In July 2017, FASB issued ASU No. 2017-11, Earnings Per Share (Topic 260); Distinguishing Liabilities from Equity (Topic 480); Derivatives and Hedging (Topic 815): (Part I) Accounting for Certain Financial Instruments with Down Round Features. These amendments simplify the accounting for certain financial instruments with down-round features. The amendments require companies to disregard the down-round feature when assessing whether the instrument is indexed to its own stock, for purposes of determining liability or equity classification. The guidance was adopted as of January 1, 2019 and the Company elected to record the effect of this adoption retrospectively to outstanding financial instruments with a down round feature by means of a cumulative-effect adjustment to the condensed consolidated balance sheet as of the beginning of 2019, the period which the amendment is effective. In accordance with the guidance presented in the ASU 2017-11, the fair value of derivative liabilities associated with certain convertible notes as of December 31, 2018 of $838,471 and the offsetting effect of reclassifying such debt to stock-settled debt for which the Company recorded a put premium liability of $385,385 was reclassified by means of a cumulative-effect adjustment to opening accumulated deficit as of January 1, 2019 in the amount of $453,086.

 

In August 2018, the FASB issued ASU 2018-13 to modify the disclosure requirements on fair value measurements. The amendments are effective for years beginning after December 15, 2019. An entity is permitted to early adopt any removed or modified disclosures and delay adoption of the additional disclosures until the effective date. Most amendments should be applied retrospectively, but certain amendments will be applied prospectively. The adoption of this standard did not have an impact on the Company’s consolidated financial position, results of operations and cash flows.

 

There are currently no other accounting standards that have been issued but not yet adopted that we believe will have a significant impact on our consolidated financial position, results of operations or cash flows upon adoption.

 

NOTE 3 – DISCONTINUED OPERATIONS

 

On May 1, 2019, the Company entered into a Share Exchange Agreement with Save On and Steven Yariv, whereby the Company returned all of the stock of Save On to Steven Yariv in exchange for Mr.

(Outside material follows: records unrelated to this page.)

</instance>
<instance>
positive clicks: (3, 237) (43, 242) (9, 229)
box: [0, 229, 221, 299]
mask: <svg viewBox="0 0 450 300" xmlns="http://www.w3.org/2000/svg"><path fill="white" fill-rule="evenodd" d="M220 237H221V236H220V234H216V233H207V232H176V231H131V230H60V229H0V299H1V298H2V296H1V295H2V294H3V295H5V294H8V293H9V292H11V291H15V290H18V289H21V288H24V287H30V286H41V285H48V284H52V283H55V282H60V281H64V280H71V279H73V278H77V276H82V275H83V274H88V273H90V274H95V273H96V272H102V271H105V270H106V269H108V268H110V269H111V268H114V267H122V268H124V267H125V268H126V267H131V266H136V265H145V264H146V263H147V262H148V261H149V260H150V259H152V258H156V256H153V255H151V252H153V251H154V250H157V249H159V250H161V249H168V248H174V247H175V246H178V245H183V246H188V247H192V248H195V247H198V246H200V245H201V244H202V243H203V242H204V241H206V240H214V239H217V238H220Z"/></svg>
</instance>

Yariv conveying 1,000,000 shares of common stock of the Company back to the Company. In addition, the Company granted an aggregate of 80,000 options to certain employees of Save On. Mr. Yariv ceased to be an officer or director of the Company effective with the filing of the Company’s Annual Report on Form 10-K for the fiscal year ended December 31, 2018 as filed with the Securities and Exchange Commission on April 16, 2019.

 

Pursuant to ASC 205-20-45, the financial statement in which net income or loss of a business entity is reported shall report the results of operations of the discontinued operation in the period in which a discontinued operation either has been disposed of or is classified as held for sale. Accordingly, the Company reflects Save On as discontinued operations beginning in the second quarter of 2019, the period that Save On was disposed of and retroactively for all periods presented in the accompanying condensed consolidated financial statements. The business of Save On are considered discontinued operations because: (a) the operations and cash flows of Save On were eliminated from the Company’s operations; and (b) the Company has no interest in the divested operations. As of June 30, 2020 and December 31, 2019, the Company did not have any remaining assets and liabilities classified as discontinued operations in the Company’s condensed consolidated financial statements as of June 30, 2020 and December 31, 2019.